As a workaround, you can turn on auto-tagging in the customer account. When auto-tagging is enabled, the Google Click Identifier (GCLID) parameter will be added to the end of the landing page URL and tracking template URL during serving time. This enables both on-page tags (for example, Google Analytics) and tracking servers to process it. This parameter can be used as a common key to join traffic information.

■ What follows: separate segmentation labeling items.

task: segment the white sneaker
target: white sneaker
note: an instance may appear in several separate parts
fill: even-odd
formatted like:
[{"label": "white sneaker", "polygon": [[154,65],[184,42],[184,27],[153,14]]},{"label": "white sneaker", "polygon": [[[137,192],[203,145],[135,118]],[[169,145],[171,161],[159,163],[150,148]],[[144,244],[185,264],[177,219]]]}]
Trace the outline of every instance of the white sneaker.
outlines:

In addition to auto-tagging, we have launched a new {gclid} ValueTrack parameter. If you currently have a parameter that you use for inserting your unique identifier, you can use {gclid} as the value instead to potentially reduce the amount of changes required to your website. For example, if the final URL or tracking template in Google Ads contains something like partner_Id=[Dynamically-generated click ID], you can now update it to partner_id={gclid}.

URL recomposition

At serving time, parameters attached to the {lpurl} ValueTrack parameter and its variants in your tracking template field will be parsed based on encoding rules and appended to the landing page call. In addition, when parallel tracking is applied, the {lpurl} parameter in the tracker call is replaced with a substitute URL that looks like https://google.com/asnc/dGVzdA or similar (the exact URL will vary).

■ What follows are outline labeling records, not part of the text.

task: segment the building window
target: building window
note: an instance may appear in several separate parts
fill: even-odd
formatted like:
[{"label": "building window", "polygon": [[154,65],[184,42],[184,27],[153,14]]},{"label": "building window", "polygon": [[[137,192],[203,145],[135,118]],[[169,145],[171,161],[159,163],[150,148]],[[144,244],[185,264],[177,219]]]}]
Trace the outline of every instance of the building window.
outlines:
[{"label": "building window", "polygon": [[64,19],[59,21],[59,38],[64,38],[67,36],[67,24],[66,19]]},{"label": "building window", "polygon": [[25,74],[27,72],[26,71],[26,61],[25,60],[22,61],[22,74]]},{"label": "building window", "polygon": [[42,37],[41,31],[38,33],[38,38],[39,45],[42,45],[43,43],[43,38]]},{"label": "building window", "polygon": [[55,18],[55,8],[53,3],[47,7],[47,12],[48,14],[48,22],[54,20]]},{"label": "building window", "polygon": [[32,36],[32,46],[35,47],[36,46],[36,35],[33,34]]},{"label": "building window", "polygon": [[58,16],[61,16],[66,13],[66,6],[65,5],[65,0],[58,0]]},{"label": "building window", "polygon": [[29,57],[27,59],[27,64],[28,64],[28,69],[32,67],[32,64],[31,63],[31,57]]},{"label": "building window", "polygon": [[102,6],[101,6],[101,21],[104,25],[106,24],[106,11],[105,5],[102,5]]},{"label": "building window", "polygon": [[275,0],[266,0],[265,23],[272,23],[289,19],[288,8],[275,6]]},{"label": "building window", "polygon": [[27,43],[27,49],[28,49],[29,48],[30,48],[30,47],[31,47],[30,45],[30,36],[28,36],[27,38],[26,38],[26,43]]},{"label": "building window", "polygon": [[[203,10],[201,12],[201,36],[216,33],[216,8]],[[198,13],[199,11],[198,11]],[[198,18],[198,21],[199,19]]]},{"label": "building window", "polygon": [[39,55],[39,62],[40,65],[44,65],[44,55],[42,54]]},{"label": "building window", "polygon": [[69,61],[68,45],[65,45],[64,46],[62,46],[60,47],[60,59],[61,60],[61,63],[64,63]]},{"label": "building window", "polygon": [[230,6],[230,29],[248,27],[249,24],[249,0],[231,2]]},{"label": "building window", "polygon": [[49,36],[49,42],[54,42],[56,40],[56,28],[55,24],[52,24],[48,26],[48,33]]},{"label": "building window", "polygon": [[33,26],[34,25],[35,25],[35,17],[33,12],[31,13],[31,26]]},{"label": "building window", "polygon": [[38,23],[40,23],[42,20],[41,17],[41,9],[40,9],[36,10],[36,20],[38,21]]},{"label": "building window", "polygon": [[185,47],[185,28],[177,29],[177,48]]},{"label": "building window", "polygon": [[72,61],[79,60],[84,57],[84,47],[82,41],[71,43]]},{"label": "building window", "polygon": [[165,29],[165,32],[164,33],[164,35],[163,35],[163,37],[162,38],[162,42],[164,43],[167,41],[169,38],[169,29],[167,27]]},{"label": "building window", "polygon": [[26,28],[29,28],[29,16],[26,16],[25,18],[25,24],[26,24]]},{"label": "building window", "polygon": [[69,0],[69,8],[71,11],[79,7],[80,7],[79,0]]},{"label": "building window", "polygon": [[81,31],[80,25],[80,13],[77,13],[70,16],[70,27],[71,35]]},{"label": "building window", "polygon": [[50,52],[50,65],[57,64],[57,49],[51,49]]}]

Substituting {lpurl} with a Google substitute URL ensures that your webpage doesn't get pinged twice (once from the customer’s click, and again from the parallel tracking redirect). The tracker should continue to redirect to this substitute URL as it would normally handle the {lpurl} ValueTrack parameter. The Google substitute URL will return an HTTP status code 204 upon redirection.

If your tracker selects the redirect URL based on an ID passed on, ensure that the redirect leads to the same page as the ads redirect [ads_redirect] URL or change the tracker behavior such that it redirects to the URL passed on in the {lpurl} parameter instead.

Merchant website

If you change the parameters sent to the merchant website, work with the merchant to ensure they are processed correctly and don’t create issues when loading the merchant landing page.

Consider the following example:

Merchant Center account
Merchant ID 99887766
Product data
ID [id] p123v789_b
Link [link] https://merchant.com/product123?variant_id=789
Ads redirect [ads_redirect] https://merchant.com/product123?variant_id=789&ref=mycss
Google Ads setup
Tracking template https://redirect.com?url={lpurl}&merchant={merchant_id}&product={product_id}
Calls where parallel tracking is supported
Navigation https://merchant.com/product123?variant_id=789&ref=mycss
Parallel tracker call https://redirect.com?url=https%3A%2F%2Fgoogle.com%2Fasnc%2FdGVzdA%26
variant_id%3D789%26ref%3Dmycss&merchant=99887766&product=p123v789_b
&gb=1
Calls where parallel tracking is not supported
Browser call https://redirect.com?url=https%3A%2F%2Fmerchant.com%2Fproduct123%
3Fvariant_id%3D789%26ref%3Dmycss&merchant=99887766&product=p123v789
_b
Sequential hop https://merchant.com/product123?variant_id=789&ref=mycss

Note that Google adds a parameter “gb=1” to parallel tracking calls allowing your tracker to identify them.

How to test your parallel tracking implementation

To test your implementation, proceed as follows:

  1. Decide where you’d like to test your implementation. Testing can occur for a particular campaign, ad group, or product group. You may also create an entirely new campaign for testing purposes.
  2. Add “{_beacon}=true” to the respective tracking template. When adding to a campaign, use campaign settings. When applying to an ad group or product group, add the tracking template by adding the tracking template attribute column.
  3. Check your logs to see if the tracking template is receiving pings. If the tracking has the parameter “gb=1” then it has been executed in the background and is working as intended.